Migrate Clearcase To Svn

During my job at some company, I got a very project, boss decide to stop using their more than 20 years version control system, IBM clearcase to cost down (will stop clearcase service at deadline!), and they want to preserve their development history as much as possible. since I have experience of using cvs/svn/git, I’m glade to take this challenge. Finally I successfully convert this super-big clearcase history to svn repo, with all file development history preserved. It’s very interesting experience, I hope to share them here (It’s already more than 5 years job before, I think this won’t hurt anybody)

What is version control system, why developer need this.

in this section I will give a quick view for VCS(short for Version-Control-System), if you already know what VCS is , you can just skip this section

During software development (even the simplest ones), developers may face ‘What did I changed? Why it became incorrect now?’ problem (of course not you), at that time they may want ‘time machine’ to take them back to 2 days ago. and VCS is such this time machine. you can see it as a infinite undo-redo history, it manage a folder which contains all dir/files needed to be remembered, (which called a repository). And remember everything changed during your development even after editor closing. Of course it isn’t so intelligent, you have to use its client tool at some time (usually when you finish some meaningful work) to tell it ‘please remember state right now’. And VCS will record a ‘version’. (this procedure usually called ‘commit’) when you want to go back to early state, just tell VCS a version to view, and you will have a history snapshot.

VCS also allow none-linear history, means history timeline may divided at some time point, and individual timeline evolute independently, history form a ‘tree’, Usually this function is called a ‘branch’, just like a branch of the tree.

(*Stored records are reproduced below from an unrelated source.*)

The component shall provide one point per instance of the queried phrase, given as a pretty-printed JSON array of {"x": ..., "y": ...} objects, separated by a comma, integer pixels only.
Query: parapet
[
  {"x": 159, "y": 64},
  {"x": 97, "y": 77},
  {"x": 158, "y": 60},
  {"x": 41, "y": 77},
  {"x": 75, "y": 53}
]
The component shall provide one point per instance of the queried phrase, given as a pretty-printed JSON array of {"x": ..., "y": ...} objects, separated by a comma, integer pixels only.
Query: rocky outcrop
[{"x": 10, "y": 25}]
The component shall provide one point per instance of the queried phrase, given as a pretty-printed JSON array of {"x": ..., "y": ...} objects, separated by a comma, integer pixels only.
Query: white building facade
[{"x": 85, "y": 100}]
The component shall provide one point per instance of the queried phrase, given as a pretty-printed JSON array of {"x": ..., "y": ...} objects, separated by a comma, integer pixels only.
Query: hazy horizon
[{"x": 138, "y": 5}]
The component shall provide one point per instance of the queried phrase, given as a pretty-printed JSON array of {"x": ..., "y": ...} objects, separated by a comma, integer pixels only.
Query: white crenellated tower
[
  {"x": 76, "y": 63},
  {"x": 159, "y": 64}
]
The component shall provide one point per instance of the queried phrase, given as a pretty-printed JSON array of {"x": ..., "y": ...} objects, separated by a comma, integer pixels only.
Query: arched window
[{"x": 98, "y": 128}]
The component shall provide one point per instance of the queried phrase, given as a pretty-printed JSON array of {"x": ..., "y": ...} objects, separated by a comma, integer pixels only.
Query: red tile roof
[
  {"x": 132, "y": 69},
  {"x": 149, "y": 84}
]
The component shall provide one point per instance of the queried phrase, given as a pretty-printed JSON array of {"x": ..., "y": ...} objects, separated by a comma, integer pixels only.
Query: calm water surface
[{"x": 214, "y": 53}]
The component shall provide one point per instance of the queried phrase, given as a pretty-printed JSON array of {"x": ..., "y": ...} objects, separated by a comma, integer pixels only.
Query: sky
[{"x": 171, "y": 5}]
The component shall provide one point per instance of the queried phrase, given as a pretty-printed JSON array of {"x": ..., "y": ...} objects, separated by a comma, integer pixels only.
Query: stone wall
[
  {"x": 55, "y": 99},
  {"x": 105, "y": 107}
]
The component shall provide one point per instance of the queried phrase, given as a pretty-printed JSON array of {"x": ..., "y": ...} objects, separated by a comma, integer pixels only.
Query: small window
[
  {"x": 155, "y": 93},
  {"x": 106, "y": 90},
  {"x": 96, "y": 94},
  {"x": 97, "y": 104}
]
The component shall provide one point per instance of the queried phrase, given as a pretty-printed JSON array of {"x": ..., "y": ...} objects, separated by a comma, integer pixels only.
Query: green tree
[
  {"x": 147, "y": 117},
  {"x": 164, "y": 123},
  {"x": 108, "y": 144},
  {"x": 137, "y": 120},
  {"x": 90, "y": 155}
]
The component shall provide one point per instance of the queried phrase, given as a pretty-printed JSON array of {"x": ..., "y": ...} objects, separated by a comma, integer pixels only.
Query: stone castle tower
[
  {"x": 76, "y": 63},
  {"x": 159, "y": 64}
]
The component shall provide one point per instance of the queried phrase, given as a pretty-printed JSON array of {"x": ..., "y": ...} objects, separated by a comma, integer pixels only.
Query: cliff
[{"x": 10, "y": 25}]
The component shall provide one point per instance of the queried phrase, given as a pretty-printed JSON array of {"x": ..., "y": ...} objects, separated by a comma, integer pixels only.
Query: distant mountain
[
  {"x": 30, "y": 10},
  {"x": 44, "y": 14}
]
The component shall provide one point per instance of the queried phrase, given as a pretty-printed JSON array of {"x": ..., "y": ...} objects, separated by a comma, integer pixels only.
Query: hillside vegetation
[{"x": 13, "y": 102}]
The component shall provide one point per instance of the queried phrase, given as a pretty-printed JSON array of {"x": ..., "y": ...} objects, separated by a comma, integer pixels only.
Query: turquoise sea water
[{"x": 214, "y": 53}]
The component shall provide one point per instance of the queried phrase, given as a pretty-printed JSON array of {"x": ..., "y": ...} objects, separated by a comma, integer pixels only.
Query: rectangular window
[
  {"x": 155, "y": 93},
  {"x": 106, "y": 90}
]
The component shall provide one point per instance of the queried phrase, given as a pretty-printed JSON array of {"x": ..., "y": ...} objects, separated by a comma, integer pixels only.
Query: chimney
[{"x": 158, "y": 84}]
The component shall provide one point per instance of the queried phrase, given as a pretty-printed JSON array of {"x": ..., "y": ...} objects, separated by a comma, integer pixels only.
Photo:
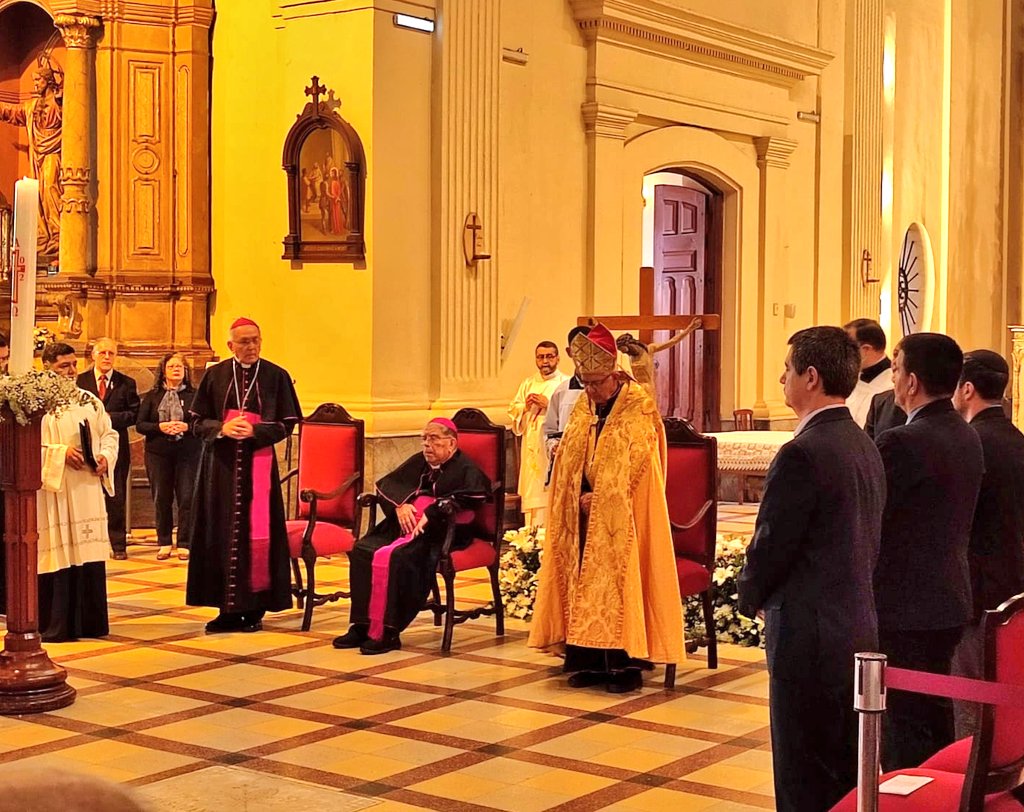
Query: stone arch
[{"x": 731, "y": 170}]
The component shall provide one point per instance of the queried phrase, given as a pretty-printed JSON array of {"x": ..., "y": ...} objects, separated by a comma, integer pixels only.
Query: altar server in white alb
[
  {"x": 876, "y": 368},
  {"x": 72, "y": 514},
  {"x": 527, "y": 410}
]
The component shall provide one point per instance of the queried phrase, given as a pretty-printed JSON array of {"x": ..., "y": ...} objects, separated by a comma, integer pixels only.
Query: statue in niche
[
  {"x": 641, "y": 355},
  {"x": 42, "y": 116}
]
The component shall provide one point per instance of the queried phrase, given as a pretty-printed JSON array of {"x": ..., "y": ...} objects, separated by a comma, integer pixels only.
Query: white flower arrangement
[
  {"x": 521, "y": 561},
  {"x": 517, "y": 573},
  {"x": 37, "y": 392},
  {"x": 730, "y": 626}
]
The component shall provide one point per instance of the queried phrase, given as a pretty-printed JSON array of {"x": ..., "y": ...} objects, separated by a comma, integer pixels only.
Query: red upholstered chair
[
  {"x": 483, "y": 442},
  {"x": 983, "y": 773},
  {"x": 330, "y": 479},
  {"x": 691, "y": 490}
]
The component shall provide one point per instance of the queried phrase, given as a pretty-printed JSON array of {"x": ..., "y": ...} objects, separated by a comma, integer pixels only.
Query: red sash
[{"x": 259, "y": 510}]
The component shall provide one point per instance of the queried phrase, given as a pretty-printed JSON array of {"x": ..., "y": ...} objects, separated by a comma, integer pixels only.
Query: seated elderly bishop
[
  {"x": 608, "y": 597},
  {"x": 71, "y": 511},
  {"x": 392, "y": 567}
]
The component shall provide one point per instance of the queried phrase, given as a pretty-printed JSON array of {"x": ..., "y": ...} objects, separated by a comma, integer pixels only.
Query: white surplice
[
  {"x": 534, "y": 458},
  {"x": 70, "y": 508}
]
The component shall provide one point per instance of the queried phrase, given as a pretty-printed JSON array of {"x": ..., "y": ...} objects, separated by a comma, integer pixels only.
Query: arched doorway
[{"x": 682, "y": 242}]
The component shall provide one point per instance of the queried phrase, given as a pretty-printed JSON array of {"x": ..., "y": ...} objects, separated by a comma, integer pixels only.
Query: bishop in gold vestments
[{"x": 608, "y": 594}]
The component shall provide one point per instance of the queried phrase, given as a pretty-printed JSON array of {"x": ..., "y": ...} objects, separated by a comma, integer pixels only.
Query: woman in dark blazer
[{"x": 171, "y": 450}]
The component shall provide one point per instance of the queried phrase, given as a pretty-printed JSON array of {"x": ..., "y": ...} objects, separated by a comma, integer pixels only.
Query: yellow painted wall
[
  {"x": 316, "y": 317},
  {"x": 542, "y": 207},
  {"x": 365, "y": 336}
]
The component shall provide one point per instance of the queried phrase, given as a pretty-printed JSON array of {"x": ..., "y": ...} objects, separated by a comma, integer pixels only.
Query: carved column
[
  {"x": 773, "y": 160},
  {"x": 605, "y": 126},
  {"x": 865, "y": 27},
  {"x": 1017, "y": 375},
  {"x": 469, "y": 61},
  {"x": 78, "y": 146}
]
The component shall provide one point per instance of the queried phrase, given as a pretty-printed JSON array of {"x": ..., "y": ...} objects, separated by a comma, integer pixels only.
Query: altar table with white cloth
[{"x": 748, "y": 454}]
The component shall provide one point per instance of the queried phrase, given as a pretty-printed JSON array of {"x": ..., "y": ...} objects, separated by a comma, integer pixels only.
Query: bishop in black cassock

For example you may working on a new feathers branch with lots of unstable changes, but another production branch only keep the most stable changes.

another important usage of VCS is for cooperate development , 30 developers who’re working on one software need a easy way to share works to each other, if two people are modifying same file, their work will conflict, this also requires VCS to help management. usually it will tell developers changed contents by others, and force developers to resolve the conflict. some VCS also support user authorization and permission control, to control who can access what, to ease management.

of course VCS is not a hard requirements, I also heard some company just put source code on a shared folder, let developers modify them as they wish, and you can imagine that if someone delete source code by accident, everyone is doomed.

early VCS records individual history for individual file, you may think file as different timelines, file A version 2 has nothing to do with file B version 1. since different file’s history evolute independently, such VCS usually provide a ‘snapshot all’ function, which fixed all files version as a single ‘tag’. for example different team complete modifying different set of files, a overall tag will have a fixed version of all files (CVS and IBM clearcase)

some VCS choose time-based solution, they record version for whole repository, for example svn will increase whole repository version for every changeset, ordered by time every changeset is made. I use changeset here because changeset not limit to one file modification, multi related changes can be treat as a atomic changeset, when repository version increase, it will including all changes of one changeset. svn (dir) history behavior like a single timeline, when two user modify completely different set of files and submit simutinously , svn will force second submit version based on first submit version, even when second user don’t see first one’s work before he submit. for the good part, when users modify different files, they never need to manual operate (because no file conflict will happen), they just throw their work to svn just like their changeset happen one after another. but for the bad part, earlier submit changeset will be ‘magically inserted’ before later submit changeset, just like the later one is based on earlier ones but this is actually not the case! say later commit change file A , which depends on file B, but another user which changed file B to a incompatible state and submit earlier, the later commit user won’t know file B already changed until he submit (because such changeset submit may just 1 second before later one) now repository contains a incompatible A and B, without user notice.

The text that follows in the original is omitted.